LGBM custom evaluation metric

316 Views Asked by At

I want to optimize parameters for my multiclass classification LGBM model with RandomizedSearchCV by using a custom scoring function. This custom scoring function needs additional data (defined by the scoring_info_cols) that must not be used for training, however it is needed for calculating the score.

I have my features_train dataframe, which has all the features that must be used for training plus the additional data that is needed for calculating the score, and my target_train series. Similarly, I have features_val and target_val.

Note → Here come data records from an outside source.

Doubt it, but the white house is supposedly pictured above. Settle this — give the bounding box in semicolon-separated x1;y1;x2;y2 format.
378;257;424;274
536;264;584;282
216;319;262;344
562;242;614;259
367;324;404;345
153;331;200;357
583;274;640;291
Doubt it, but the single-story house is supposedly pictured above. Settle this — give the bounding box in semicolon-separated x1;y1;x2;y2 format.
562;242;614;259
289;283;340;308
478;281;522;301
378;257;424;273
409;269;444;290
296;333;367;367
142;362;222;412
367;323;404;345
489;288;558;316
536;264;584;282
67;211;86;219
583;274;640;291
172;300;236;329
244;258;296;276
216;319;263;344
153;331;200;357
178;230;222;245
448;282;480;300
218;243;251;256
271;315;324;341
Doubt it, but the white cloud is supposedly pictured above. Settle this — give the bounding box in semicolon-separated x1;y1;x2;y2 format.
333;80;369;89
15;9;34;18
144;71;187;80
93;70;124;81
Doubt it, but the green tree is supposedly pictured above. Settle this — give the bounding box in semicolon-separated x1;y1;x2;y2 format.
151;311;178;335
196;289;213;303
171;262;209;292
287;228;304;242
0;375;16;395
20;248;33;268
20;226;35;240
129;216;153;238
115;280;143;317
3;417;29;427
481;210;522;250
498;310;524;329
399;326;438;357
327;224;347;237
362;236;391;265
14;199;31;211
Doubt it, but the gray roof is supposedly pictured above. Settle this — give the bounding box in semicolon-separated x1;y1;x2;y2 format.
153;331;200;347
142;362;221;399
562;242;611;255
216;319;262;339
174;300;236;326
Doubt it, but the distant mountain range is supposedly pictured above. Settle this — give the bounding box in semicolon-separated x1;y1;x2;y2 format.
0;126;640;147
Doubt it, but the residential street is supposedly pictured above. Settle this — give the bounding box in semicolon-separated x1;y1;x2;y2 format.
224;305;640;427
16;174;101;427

dropper = ColumnTransformer(
    [("drop", "drop", scoring_info_cols)], remainder="passthrough"
)
lgbm_model = Pipeline([
    ("drop_scoring_info", droppper),
    ("lgbm", lgb.LGBMClassifier(early_stopping_rounds=20),
])

random_search = RandomizedSearchCV(
    lgbm_model,
    param_distributions=param_dist,
    cv=5,
    scoring=custom_scoring_function,
    n_iter=100,
    random_state=42,
    n_jobs=1
)
random_result = random_search.fit(
    features_train, target_train, lgbm__eval_set=[(features_val, target_val)],
    lgbm__eval_metric=my_eval_metric
)

When I call random_search.fit, I get the error: ValueError: Length of feature_name(25) and num_feature(7) don't match

where 7 is exactly the number of features I want to train the model on, where as 25 is the 7 features + 18 additional scoring_info columns. It seems that dropper is being applied to the training features, but not to the validation features.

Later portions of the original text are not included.